News and Views from a Man Who Likes Men

Russell County High School Students and Superintendent Need Lessons on Religious Freedom

Posted on | May 23, 2006

The Louisville Courier-Journal printed an interesting opinion article entitled "Religious Coercion" which criticized the behavior of some Christians who decided that the right to freedom of religion only applied to them and their proselytizing. A student objected to a student-selected speaker saying a prayer in her opening remarks at the Russell County High School graduation ceremony last week. The student felt that this amounted to the speaker forcing her religious views on others and a federal judge issued an injunction preventing it. In response, a baptist minister who claimed that it was "a travesty that a minority view could override a majority view" showed up accompanied by some followers to protest and advertise his their religious views. The student who was suspected of being the objector was booed during the ceremony rehearsal which was rude and extremely tacky. And students interrupted the principal to recite the Lord’s Prayer which received a standing ovation from the crowd.

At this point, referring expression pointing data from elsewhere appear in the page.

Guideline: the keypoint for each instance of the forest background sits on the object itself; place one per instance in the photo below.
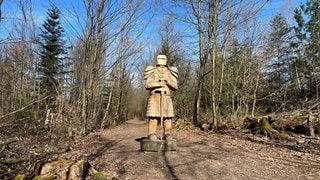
(75, 67)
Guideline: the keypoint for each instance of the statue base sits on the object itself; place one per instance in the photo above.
(158, 145)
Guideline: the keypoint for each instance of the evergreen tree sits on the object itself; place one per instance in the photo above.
(307, 33)
(52, 56)
(279, 52)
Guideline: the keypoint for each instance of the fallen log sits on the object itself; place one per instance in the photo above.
(63, 169)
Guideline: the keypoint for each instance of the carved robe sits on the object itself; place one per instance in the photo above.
(160, 79)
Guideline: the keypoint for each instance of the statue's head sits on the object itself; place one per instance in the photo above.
(161, 60)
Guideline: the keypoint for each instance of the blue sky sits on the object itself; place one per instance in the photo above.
(11, 12)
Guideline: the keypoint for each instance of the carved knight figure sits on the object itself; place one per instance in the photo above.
(160, 81)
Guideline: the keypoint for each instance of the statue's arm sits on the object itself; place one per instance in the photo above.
(151, 82)
(172, 80)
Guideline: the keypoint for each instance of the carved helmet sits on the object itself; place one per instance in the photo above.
(161, 59)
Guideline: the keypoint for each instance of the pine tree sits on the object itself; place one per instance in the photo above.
(52, 56)
(279, 52)
(307, 32)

The school’s superintendent said that the students who interrupted the principal, which again was tacky and rude, were "critical thinkers". Yeah, I could be persuaded to agree with that. However, as the article’s author(s) point out, that while these students may be critical thinkers, they are sorely lacking in any basic knowledge of one of the principal reasons why this nation was founded in the first place. The first colonies established here in the US were by people who left England to gain religious freedom and not have religious views forced upon them. I guess students like those of Russell County High School have forgotten things like that or their history curriculum is severely lacking.

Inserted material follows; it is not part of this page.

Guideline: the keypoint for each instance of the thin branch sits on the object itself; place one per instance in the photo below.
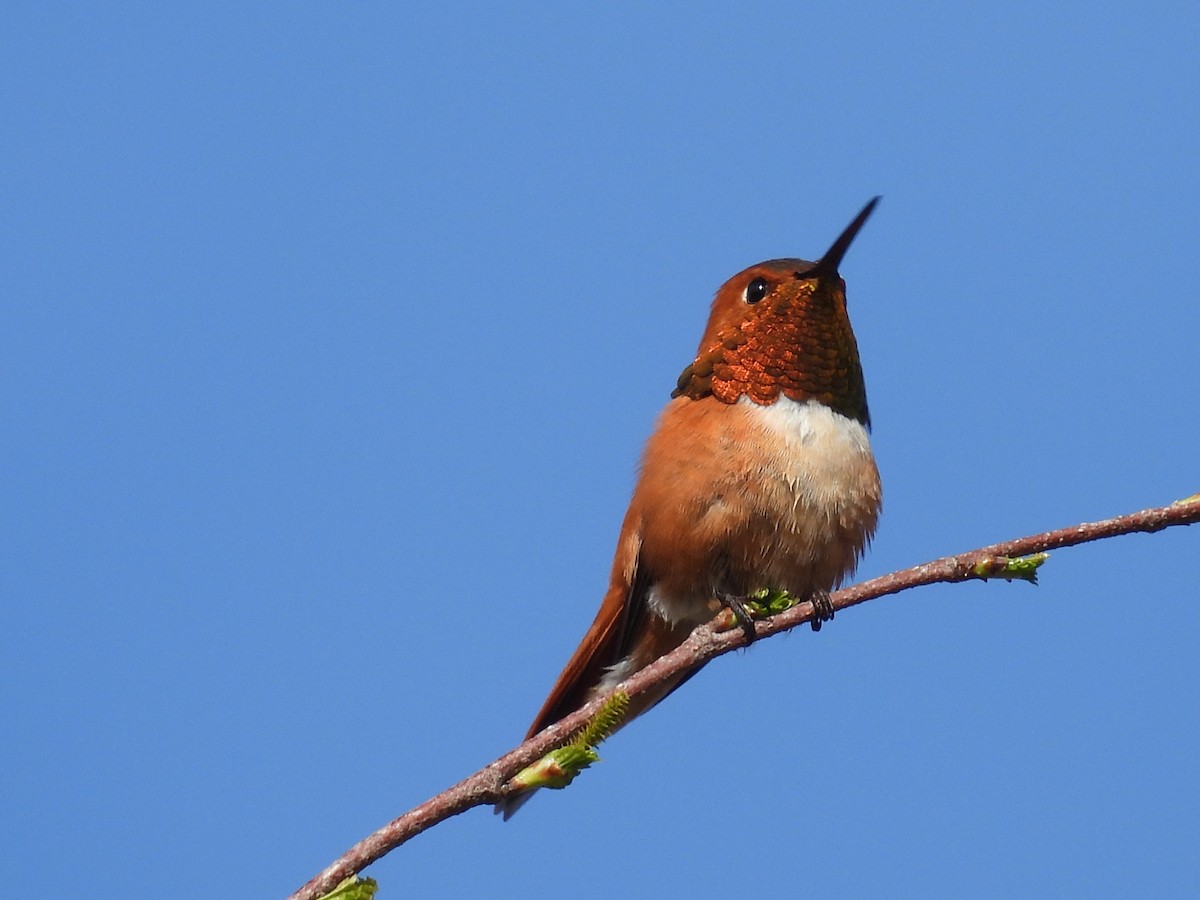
(707, 642)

This is also another quintessential example of why if there is a such thing as a "war on Christianity", it is because these so-called "Christians" started it. The author(s) of the article wonders about the reaction these Protestants would have had of a Catholic student wanted to say the Rosary. I would like to take it a step further. What if a student wanted to invoke a Pagan god or goddess? What if a Buddhist student wanted to chant? What if a Satanist wanted to say a prayer? You can bet these students and parents would be up in arms about that.